On 13 and 14 June CCW Reader Hayley Newman participated in Liberate Tate’s performance/installation/occupation in the Tate Turbine Hall called Time Piece. Liberate Tate is a network founded in 2010 and dedicated to taking creative disobedience against Tate until it drops its oil company funding.

Liberate Tate described the work as, ‘…a durational performance using words, bodies, charcoal and sustenance. The performance takes place from High Tide on 13.06.15 (11:53am) until High Tide on 14.06.15 (12:55pm). A textual intervention, Time Piece is a tide of stories and narratives flowing in waves up the slope of Tate Modern's Turbine Hall. The texts are fictional and factual responses to art, activism, climate change and the oil industry. The performance explores lunar time, tidal time, ecological time, geological time and all the ways in which we are running out of time: from climate change to gallery opening hours; from the anthropocene to the beginning of the end of oil sponsorship of the arts.
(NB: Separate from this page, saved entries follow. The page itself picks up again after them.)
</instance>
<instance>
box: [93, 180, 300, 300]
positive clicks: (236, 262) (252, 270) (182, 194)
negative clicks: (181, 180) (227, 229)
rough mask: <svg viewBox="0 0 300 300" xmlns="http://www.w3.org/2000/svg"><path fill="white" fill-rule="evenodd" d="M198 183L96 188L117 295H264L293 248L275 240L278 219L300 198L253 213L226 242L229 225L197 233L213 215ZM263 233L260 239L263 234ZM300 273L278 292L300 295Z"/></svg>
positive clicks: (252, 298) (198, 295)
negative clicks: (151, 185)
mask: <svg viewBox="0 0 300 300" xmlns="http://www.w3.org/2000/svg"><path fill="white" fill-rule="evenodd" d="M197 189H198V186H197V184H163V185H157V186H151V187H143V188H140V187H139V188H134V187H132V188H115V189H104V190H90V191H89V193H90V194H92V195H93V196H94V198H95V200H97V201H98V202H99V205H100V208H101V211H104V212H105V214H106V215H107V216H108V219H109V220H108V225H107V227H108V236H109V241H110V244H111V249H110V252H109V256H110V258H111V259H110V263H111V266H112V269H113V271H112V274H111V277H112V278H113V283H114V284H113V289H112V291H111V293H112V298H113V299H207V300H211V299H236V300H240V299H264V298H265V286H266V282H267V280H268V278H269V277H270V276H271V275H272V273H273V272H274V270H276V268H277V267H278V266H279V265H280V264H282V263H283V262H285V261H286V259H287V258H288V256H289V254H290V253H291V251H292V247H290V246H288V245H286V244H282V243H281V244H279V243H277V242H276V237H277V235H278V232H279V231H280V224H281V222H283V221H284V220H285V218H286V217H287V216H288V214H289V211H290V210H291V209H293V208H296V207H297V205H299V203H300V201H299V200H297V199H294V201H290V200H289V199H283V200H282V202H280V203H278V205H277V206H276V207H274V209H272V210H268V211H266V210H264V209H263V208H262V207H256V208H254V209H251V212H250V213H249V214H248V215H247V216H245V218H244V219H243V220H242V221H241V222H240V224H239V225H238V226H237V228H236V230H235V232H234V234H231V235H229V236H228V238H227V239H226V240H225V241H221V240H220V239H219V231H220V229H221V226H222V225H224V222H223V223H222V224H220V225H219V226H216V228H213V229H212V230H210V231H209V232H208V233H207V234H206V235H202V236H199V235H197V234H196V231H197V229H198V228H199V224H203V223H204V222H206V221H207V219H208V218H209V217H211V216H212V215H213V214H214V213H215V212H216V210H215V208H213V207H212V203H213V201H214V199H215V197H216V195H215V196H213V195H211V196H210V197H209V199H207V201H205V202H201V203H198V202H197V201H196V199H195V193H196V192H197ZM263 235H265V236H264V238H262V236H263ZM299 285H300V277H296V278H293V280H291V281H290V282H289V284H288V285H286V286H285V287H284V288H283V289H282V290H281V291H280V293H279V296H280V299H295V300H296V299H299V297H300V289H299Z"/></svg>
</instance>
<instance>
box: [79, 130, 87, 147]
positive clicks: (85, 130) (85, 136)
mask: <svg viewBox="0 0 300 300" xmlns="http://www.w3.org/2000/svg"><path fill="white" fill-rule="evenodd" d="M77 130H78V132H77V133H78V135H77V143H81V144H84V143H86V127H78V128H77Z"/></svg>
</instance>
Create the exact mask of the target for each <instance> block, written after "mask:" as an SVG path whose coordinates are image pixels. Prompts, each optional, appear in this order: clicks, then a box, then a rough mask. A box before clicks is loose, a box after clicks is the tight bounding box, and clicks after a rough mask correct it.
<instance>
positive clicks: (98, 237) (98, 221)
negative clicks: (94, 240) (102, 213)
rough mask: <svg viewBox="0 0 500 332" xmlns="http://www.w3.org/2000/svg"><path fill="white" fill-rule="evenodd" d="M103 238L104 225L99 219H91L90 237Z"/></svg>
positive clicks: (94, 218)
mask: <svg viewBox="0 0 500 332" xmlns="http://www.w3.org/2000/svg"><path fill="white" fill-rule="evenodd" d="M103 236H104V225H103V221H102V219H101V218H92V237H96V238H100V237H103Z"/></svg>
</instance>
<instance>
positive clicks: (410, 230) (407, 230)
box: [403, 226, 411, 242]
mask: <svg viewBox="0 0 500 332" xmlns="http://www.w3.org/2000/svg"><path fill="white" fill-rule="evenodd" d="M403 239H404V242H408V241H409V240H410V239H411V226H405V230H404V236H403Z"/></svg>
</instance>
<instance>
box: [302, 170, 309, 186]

Liberate Tate creates unsanctioned live art inside Tate spaces to free Tate from BP. In 2015, it was revealed that BP sponsorship is worth less than half a percentage of Tate annual spending, and is around forty times less than the sum donated by Tate Members last year. BP's oil spills are ecological iconoclasms. The company's presence in galleries and museums is a stain on our culture. When will BP's time be up at Tate? As the age of oil draws to a close and the world looks towards the Paris Climate Summit to tackle climate change, Tate must step into the future and drop BP. #TimePiece

One of the texts used was Newman’s publication, Common, ‘a novella set in the City of London over the summer of 2011. Written in the run-up to Occupy, it encompasses a crash in global markets caused by the downgrading of American debt, turbulence in the Eurozone and protests/riots that started in London before spreading across Britain. Written as Self-Appointed Artist in Residence, events in Common take place over a day. The book brings together the past and present/personal and political and asks; how can lay people understand more about the current economic crisis? How might subjectivity and political agency be combined to create a text that is both immediate and reflective? How might we make sense of crisis from within? What is the impact of the economy on the environment? Common is a metaphor for collapse (social, environmental and economic).’